SPECjbb2005

SPECjbb2005 from SPEC (Standard Performance Evaluation Corporation) evaluates the performance of server side Java by emulating a three-tier client/server system with emphasis on the middle tier. Instead of testing with a possible disk intensive database system, SPECjbb uses tables of objects, implemented by Java Collections, rather than a separate database. The SPECjbb score thus depends on:
  • The JVM (Java Virtual Machine) and the way the JVM is tuned
  • CPU processing power
  • Caching and memory speed
  • Multiprocessing configuration (Scalability)
The latest version SPECjbb2005 is much more memory intensive and uses XML processing among other changes. From spec.org:
"SPECjbb2005 is a follow-on release to SPECjbb2000, which was inspired by the TPC-C benchmark and loosely follows the TPC-C specification for its schema, input generation, and transaction profile. SPECjbb2005 runs in a single JVM in which threads represent terminals, where each thread independently generates random input before calling transaction specific logic. There is neither network nor disk IO in SPECjbb2005."
SPECjbb starts up to two threads per core. For example, with Hyper-Threading enabled on our 8 core quad CPU Xeon MP 7030M system, 32 threads were started on the 16 logical CPUs. Each thread is a warehouse. Again from SPEC.org:
"A warehouse is a unit of stored data. It contains roughly 25MB of data stored in many objects in several Collections (HashMaps, TreeMaps). A thread represents an active user posting transaction requests within a warehouse. There is a one-to-one mapping between warehouses and threads, plus a few threads for SPECjbb2005 main and various JVM functions. As the number of warehouses increases during the full benchmark run, so does the number of threads. A "point" represents the throughput during the measurement interval at a given number of warehouses. A full benchmark run consists of a sequence of measurement points with an increasing number of warehouses (and thus an increasing number of threads)"
First we tested with some decent but rather generic tuning that we could use on all systems. The JVM was Sun's, version 1.5.0_08.
java -classpath jbb.jar:check.jar -Xms3072m -Xmx3072m -Xmn1024m -Xss128k -XX:+AggressiveOpts -XX:+UseParallelOldGC -XX:+UseParallelGC spec.jbb.JBBmain -propfile SPECjbb.props

Performance on the quad Opteron machine is absolutely horrible: the dual Xeon DP 5160 is only a few percent slower than our quad Opteron. As SPECjbb is very memory sensitive we suspected that the NUMA architecture of the Opteron might be influencing the result. The scaling numbers confirmed our assumption: the dual Opteron scored only 48% lower, while we expect a 70% increase from 2 extra cores.

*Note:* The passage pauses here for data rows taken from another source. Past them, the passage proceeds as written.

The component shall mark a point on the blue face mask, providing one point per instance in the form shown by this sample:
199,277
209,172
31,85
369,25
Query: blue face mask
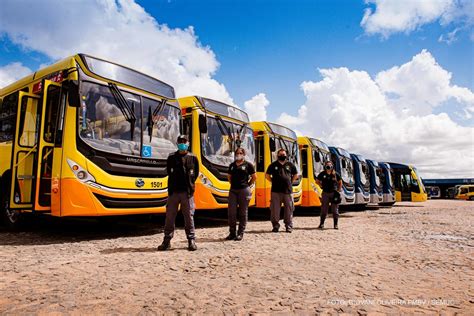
183,146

In many cases you would like to run several Java applications on one server with or without virtualization, especially on quad socket machines. Therefore we also tested SPECjbb with four application instances. Using NUMActl, a clever utility written by Andi Kleen, we were able to bind each Java application to one CPU node on the HP DL585.

On the Opteron we used:
numactl -cpubind=(1-4) -membind=(1-4) java -classpath jbb.jar:check.jar -Xms3072m -Xmx3072m -Xmn1024m -Xss128k -XX:+AggressiveOpts -XX:+UseParallelOldGC -XX:+UseParallelGC spec.jbb.JBBmain -propfile SPECjbb.props -id (1-4)
On the Xeon MP we used:
java -classpath jbb.jar:check.jar -Xms3072m -Xmx3072m -Xmn1024m -Xss128k -XX:+AggressiveOpts -XX:+UseParallelOldGC -XX:+UseParallelGC spec.jbb.JBBmain -propfile SPECjbb.props -id (1 to 4)

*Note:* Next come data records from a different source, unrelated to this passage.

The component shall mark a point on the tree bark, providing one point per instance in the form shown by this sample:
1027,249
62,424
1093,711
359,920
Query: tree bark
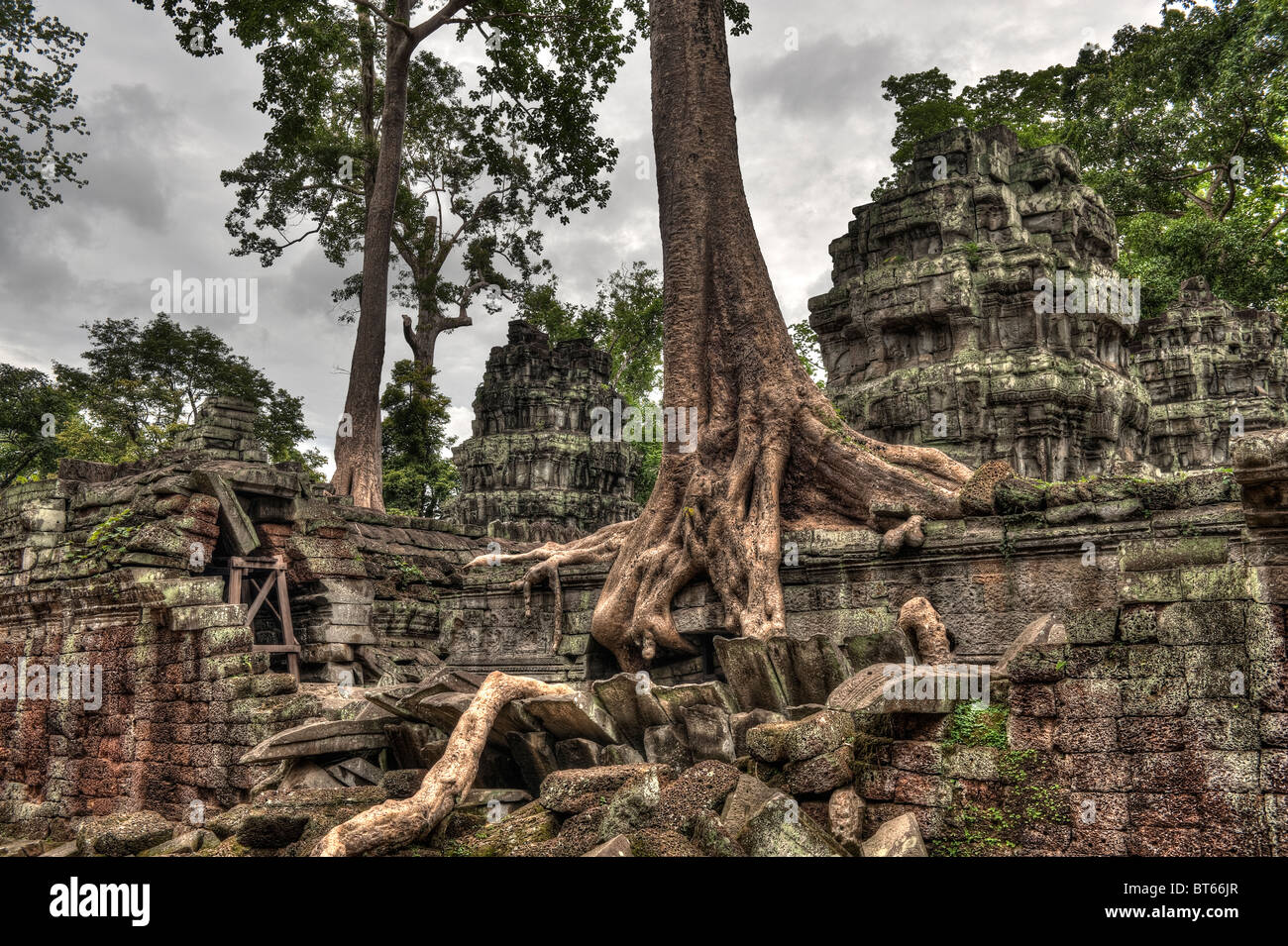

If we let Linux manage the four instances, performance increases about 16% compared to using one instance. If we force each instance to stay on one node (one CPU + memory), performance increases spectacularly by 56%! So it seems that it is rather hard for the Linux kernel to keep the instances where they should be. This is good and bad news for AMD: it means that the Opteron 880 can compete with the more expensive Xeon MP, but it also means that the Opteron requires more "manual" optimization than the Xeon MP. The Xeon MP performs at the same level with 4 instances as it does with one.

We suspect that the Sun JVM is reasonably well optimized for the Opteron, and maybe a little bit less effort went into the Intel optimizations as Sun features mostly Opteron and Sparc servers. The BEA JRockit JDK provides a highly optimized JVM for running JAVA applications on the x86-64 and Itanium CPUs. We are still in the process of testing with this JVM, but it seems that the HP DL585 is capable of attaining 110,000 bops, the Supermicro Dual Xeon 5160 about 70 to 75,000 bops and the Tulsa system about 140,000 bops so far. We are trying to find out which tuning parameters are realistic and which ones are maybe a little too extreme. We'll report back soon with our findings, as we have another new server CPU to show you in the near future.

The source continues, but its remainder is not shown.